Hungarians are generally open and friendly people who will readily strike up conversation. Men and women greet each other by shaking hands and close friends kiss each other lightly on each cheek. Older men may bow to women and kiss them on the hand.
A handshake is the standard form of greeting when doing business in Hungary and in mixed company it is usually women who initiate. Conservative suits and ties are standard business dress and business people should be addressed by their title and surname. Business cards are often exchanged; Hungarians usually list their surnames first. It is useful to have a local representative when doing business in Hungary, somebody who can set up meetings and act as an interpreter. It is important to invest time in building relationships; socialising is a key element of this and face-to-face meetings are vital. Punctuality is important on all occasions, and cancelling a meeting at the last minute may be detrimental to a business relationship. Due to the communist legacy there is often an aversion to risk and plenty of red tape and therefore negotiations can be slow-moving and patience is required. Although business in Hungary remains male-orientated, being female is not a disadvantage to doing business. Business hours are usually from 8am to 4pm Monday to Friday.

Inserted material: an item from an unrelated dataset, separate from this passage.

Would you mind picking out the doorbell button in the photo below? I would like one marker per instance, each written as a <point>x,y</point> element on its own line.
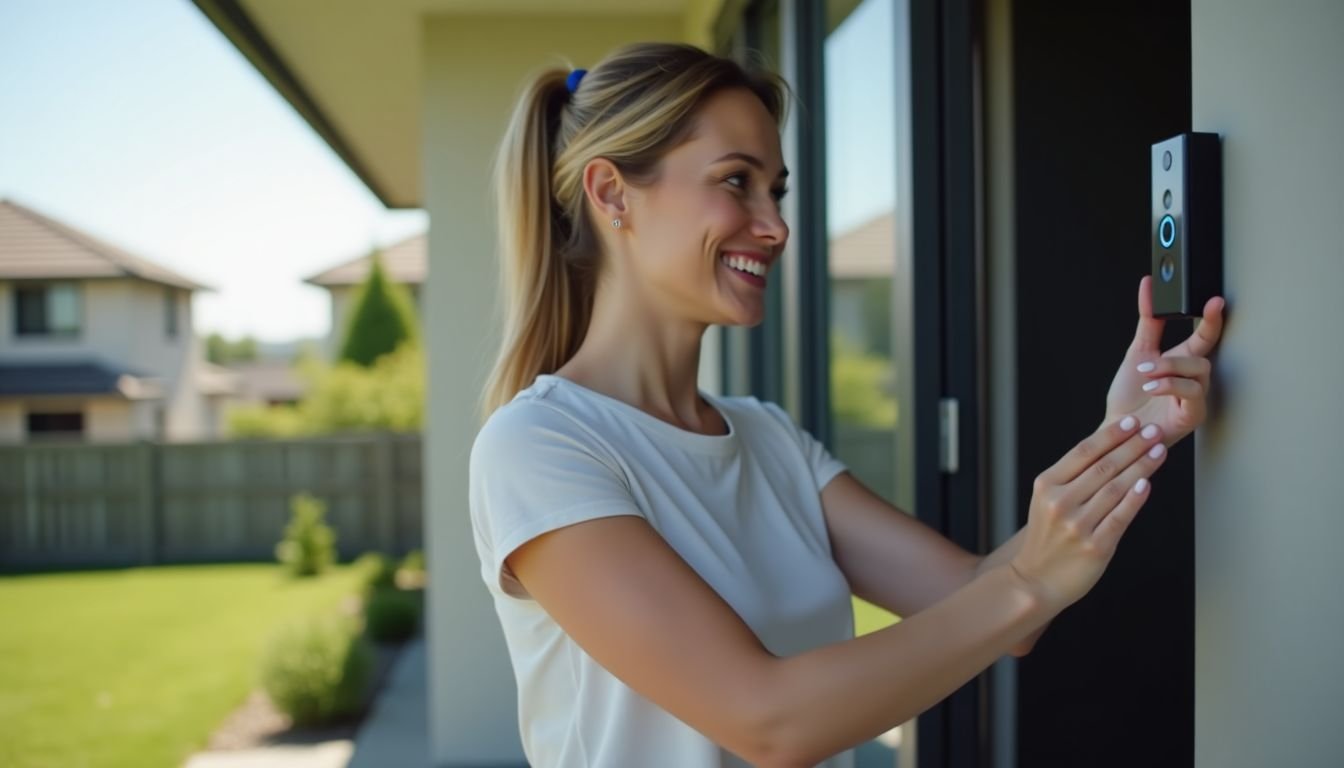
<point>1186,229</point>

The international access code for Hungary is +36. The outgoing code is 00 followed by the relevant country code (e.g. 0044 for the United Kingdom). The area code for Budapest is 1. There are often high surcharges on calls made from hotels; it is cheaper to use public telephone boxes or calling cards. Local directory assistance is available by dialling 198, and international directory assistance is 199; callers may have to hold for a few moments, but English-speaking operators are available. The local mobile phone operators use GSM networks and have roaming agreements with most international operators. Internet cafes are available in larger towns.

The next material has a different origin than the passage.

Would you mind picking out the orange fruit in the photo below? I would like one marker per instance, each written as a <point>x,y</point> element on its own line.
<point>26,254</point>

There are no restrictions on the import or export of local currency. For travellers to Hungary arriving from other EU countries there is no limit on the amount or value of the items that can be imported for personal use. Travellers arriving by air from countries outside of the EU, over the age of 17, can import the following duty-free: 200 cigarettes or 50 cigars or 250g of tobacco; 4 litres of wine, 16 litres of beer, and either 1 litre of spirits containing more than 22% alcohol or 2 litres of alcoholic beverages containing less than 22% alcohol; and other goods up to a value of €430.